Today, IATC’s mission is necessary more than ever. Within the Issaquah Alps, unfriendly development threatens sensitive wildlands and streams, close-in forested lands are being sized up for logging, and trails have deteriorated, some blocked by forest practices. Some areas are being “loved to death” by the crush of unprecedented growth in the popularity of outdoor recreation.

In addition to King County and the city of Issaquah, IATC partners with the Washington State Department of Natural Resources, Washington State Parks, Mountains To Sound Greenway Trust, and private landowners to address these issues. IATC also supports the Snoqualmie Tribe’s Ancestral Lands Movement and the respect, restoration, and protection they seek for their ancestral lands, which include the Issaquah Alps.

How can Issaquah Highlands residents get involved with IATC to preserve our local trails?

As a charitable, nonprofit organization, IATC relies on the generosity of individuals and grants. People can get involved with our work by joining us on hikes, volunteering for special projects, attending our public forums, or supporting our advocacy efforts. By following us online or subscribing to our newsletter, people can watch our calendar and sign-up for hikes and other events.
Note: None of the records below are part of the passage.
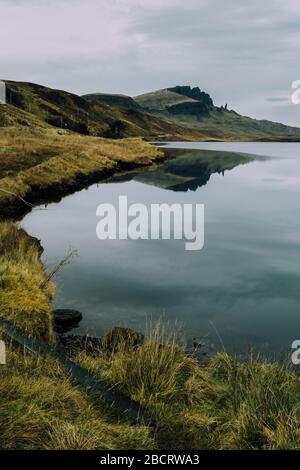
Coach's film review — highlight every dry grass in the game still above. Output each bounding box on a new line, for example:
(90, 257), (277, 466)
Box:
(0, 350), (154, 450)
(0, 127), (161, 209)
(77, 327), (300, 450)
(0, 222), (54, 340)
Recently we have led educational hikes about native and invasive plants on the nearby Lake Tradition Plateau, plus others on city of Issaquah lands adjacent to Issaquah Highlands that explored whether new trails or preservation just for wildlife was the best way to go. We are also working with the Highlands Youth Advisory Board to plan a variety of hikes to help young people connect with our amazing lands and find new ways to make the outdoors a natural part of their lives.

Why is advocating for our local trails important for the future of our community?

Today, we all benefit from the foresight and courage of many who worked to preserve and protect the Issaquah Alps; however, the tremendous growth in our area will continue for decades to come, and the pressure to develop our open spaces will continue. Ironically, this area’s popularity is due, in part, to the success of our preservation efforts. People want and deserve safe, natural outdoor areas, and the lands and wildlife deserve it too. IATC remains dedicated to the Issaquah Alps and invites Issaquah Highland’s residents to join us outdoors, online, or in the community to benefit existing and future generations.

Photo: In March 2022, IATC led a native plant identification hike on the Ruth Kees Big Tree Trail on the Lake Tradition Plateau. 

Paul Winterstein is the IATC executive director and a former Issaquah City Council member.